Imagine for a minute a society that has no sexual assault at all – a society that is totally rape free. Wouldn’t it be a wonderful thing if on this strife-torn planet such a place could actually exist? Think about it: a place where women and children (and men) could live their entire lives not having to fear that someone might invade their bodies (and their spirits) through sexual aggression. Where a date would never turn into the thrust and parry of aggressive sexual advance and attempted refusal. Where our daughters, sisters, girlfriends, wives, mothers, grandmothers, aunts, female friends, female colleagues, female classmates and female neighbours would never wonder if a noise that they hear in the night is someone coming to violate them in this most personal and potentially devastating of ways. Where a man wouldn’t have to worry that some guy might rape his daughter at a party, rape his wife at work, rape his sister in her own home. Where a woman would never fall victim to the brutal betrayal of marital rape – or to the utter horrors of gang rape.
Sigh.... if only such a place were possible.
A rape-free world is possible.
It really is.
The reality is that there are all around the planet societies where rape is essentially unknown. Almost unheard of. Does not happen. Simply not a problem.
What??? Where??? When I bring up this point in public speaking engagements, I often encounter two reactions.
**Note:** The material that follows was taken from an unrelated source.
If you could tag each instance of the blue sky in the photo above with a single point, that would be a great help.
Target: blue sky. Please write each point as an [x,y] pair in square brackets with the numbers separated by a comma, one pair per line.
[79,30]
The first is simple disbelief. Many of us are so heavily influenced by the assertion that our violent behaviours (including rape) are just part of “human nature” that we have difficulty even believing that a rape-free place could actually exist. The second – and possibly related – reaction is to ask where this place could be. But it is not just one place – these communities are scattered throughout the globe.
The anthropologist Peggy Reeves Sanday, in her article “The Socio-Cultural Context of Rape,” discusses prior research that reports that at least 47% of world societies have been identified as places where rape is either totally absent or extremely rare. 47%! This number was greater than the number of societies – like ours – where rape is “present and not atypical” (33%), and far greater than the number of societies labelled as “rape prone” (18%).
Societies that are “rape free” include the Taureg of North Africa, the Pygmy and the Nkundo Mongo of Sub-Saharan Africa, the Jivaro and the Cuna of South America, the Khalka of Mongolia, and the the Gond of India. That’s a wide geographic spread!
So what makes the difference? According to Sanday, societies that are rape-free have the following characteristics:
- Women are sacred and are heavily involved in ceremony and worship – unlike in the patriarchal religious traditions of Judaism, Christianity, and Islam.
- The contributions of women are respected. (No one would suggest that women’s traditional work is of limited value to society.)
- There are balanced power spheres between the sexes. While the work of women and men might not always be the same, both sexes are equally valued. Women are not considered to be property or chattel.
- Other forms of interpersonal violence are rare – unlike the comparatively high rates of general interpersonal violence and physical assault in North America.
- There is a close connectedness to mother earth. (No Alberta Tar Sands, no clear cutting of the forest, no scraping off the surface of the earth in order to attain the minerals underneath.)
So what? How do the practices of these societies impact us? The absence or near-absence of rape in these human societies provides strong refutation of the claims of the sociobiologists and evolutionary psychologists that rape is an inherent part of human existence. Sanday writes: “It is important to understand that violence is socially and not biologically programmed. Rape is not an integral part of male nature.”
Sanday argues that we can learn from these peaceful societies: “Men who are conditioned to respect the female virtues of growth and the sacredness of life do not violate women... The incidence of rape in our society will be reduced to the extent that boys grow to respect women and the qualities so often associated with femaleness in other societies – namely, nurturance, growth, and nature.”
The path ahead is clear. All of this information leaves us in a pretty hopeful place. We know that not all men rape. And now we know that in some societies, no men rape! We know that rape is not an innate and inevitable human behaviour, but that it is in fact linked to cultural beliefs and societal practices. And we know how to change those beliefs and practices.
Honour women’s work. Honour women’s amazing ability to give life. Honour the earth.
It’s really not that complicated.
A rape-free world. Believe it. Then work to achieve it.